What Glenn Youngkin can learn from California when it comes to education
It is both ironic and disturbing that some activists and politicians have elevated the status of the known sexual predator Harvey Milk.
Milk, whose image is on a commemorative U.S. postage stamp and for whom a U.S. Navy ship has been named, is even moving into K-12 public education textbooks. In the mandated California curricula materials for public schools this year, Democrats, including Gov. Gavin Newsom (D-CA), honor and revere Harvey Milk for his activism.
Not all activists should be revered. Randy Shilts, Milk’s friend and biographer, explains in The Mayor of Castro Street: The Life and Times of Harvey Milk, that Milk was known for his “penchant for young waifs with substance abuse problems.” In the biography, Shilts details the criminal relationship that 33-year-old Milk had with a 16-year-old run-away from Maryland, Jack Galen McKinley.
Harvey Milk is by definition a pederast — a fact that no one seems to be refuting. Rather, loud fringe voices from the Left dismiss Milk’s predatory nature as irrelevant to his activism and accuse those who disagree of homophobia. This is insulting. Preying on drug-addicted, run-away children is predatory and should not be celebrated, particularly not in children’s public school textbooks.

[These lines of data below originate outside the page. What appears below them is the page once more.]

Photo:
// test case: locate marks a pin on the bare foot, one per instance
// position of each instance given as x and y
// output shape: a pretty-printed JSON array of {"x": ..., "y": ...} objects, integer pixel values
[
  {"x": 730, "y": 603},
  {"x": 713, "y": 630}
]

Temecula Valley Unified School District board members rejected California’s curricula materials for this reason. Joseph Komrosky, the school board president, referred to Milk as a “pedophile,” and relayed that he instructed the district to reject any materials shipped from the state. Shortly afterward, Newsom fined the district $1.5 million for what he said was a “willful violation of the law.”

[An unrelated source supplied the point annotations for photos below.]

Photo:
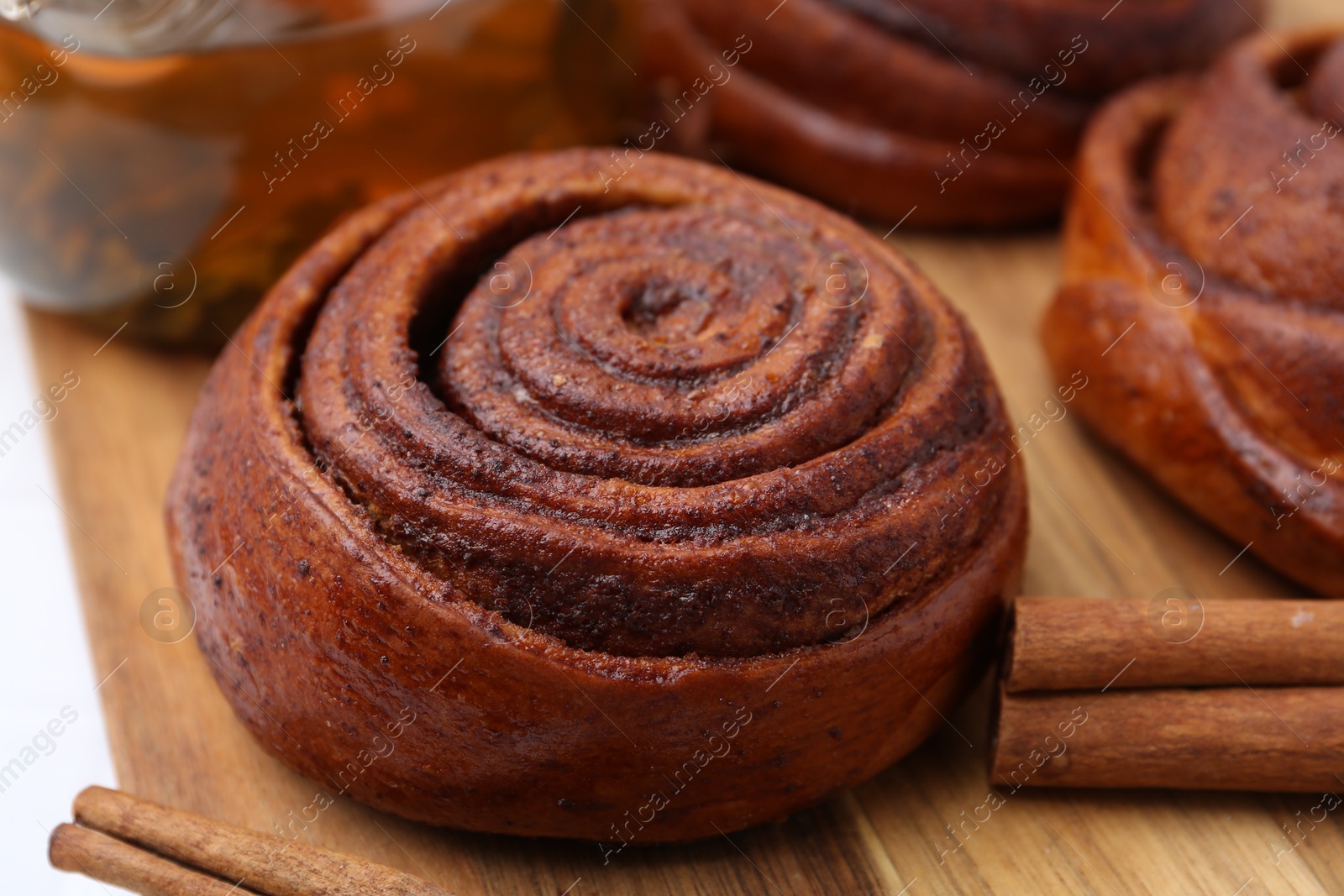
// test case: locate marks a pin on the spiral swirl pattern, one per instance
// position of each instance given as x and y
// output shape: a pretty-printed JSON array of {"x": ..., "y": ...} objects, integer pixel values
[
  {"x": 1210, "y": 224},
  {"x": 557, "y": 461},
  {"x": 676, "y": 423}
]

Newsom has a clear political agenda, which does not include parents’ rights or decency in public education. But maybe other states, such as Virginia, can learn from his intervention as they wage education battles of their own.
In July 2023, Gov. Glenn Youngkin’s (R-VA) administration passed an update to the state’s public education policies. The model policies received tremendous support among parents, but also criticism from fringe activists. The transgender movement activists, in particular, are upset with Youngkin’s requirements that bathroom use is to be based on biological sex rather than chosen gender, and that parents are to be notified of their children’s gender identities at school.
Despite Youngkin’s clear guidance, several school officials are refusing to comply with the order. In Fairfax County, for example, teachers are still forced to undergo training to keep students’ preferred gender identities secret from their parents. And the 12-member Democrat-endorsed Fairfax school board has publicly stated they will not comply with the guidance on bathroom and locker room use.
In a strange move, given that the federal government had nothing to say about the state and local power struggle between California and Temecula Valley regarding Harvey Milk, the Department of Justice’s Community Relations Service, in emails to Virginia’s local school board members, offered to provide its “services in conflict resolution” regarding Youngkin’s new model policies. The federal government is there to intrusively push its agenda in state and local matters. Obviously, the conflict itself is of no concern.
That the USNS Harvey Milk sails the seas is yet another reminder of which side the federal government has taken.
But Youngkin might do well to take a page out of Newsom’s playbook. Perhaps he could start with fines against the school districts that refuse to comply with commonsense, family-first guidance.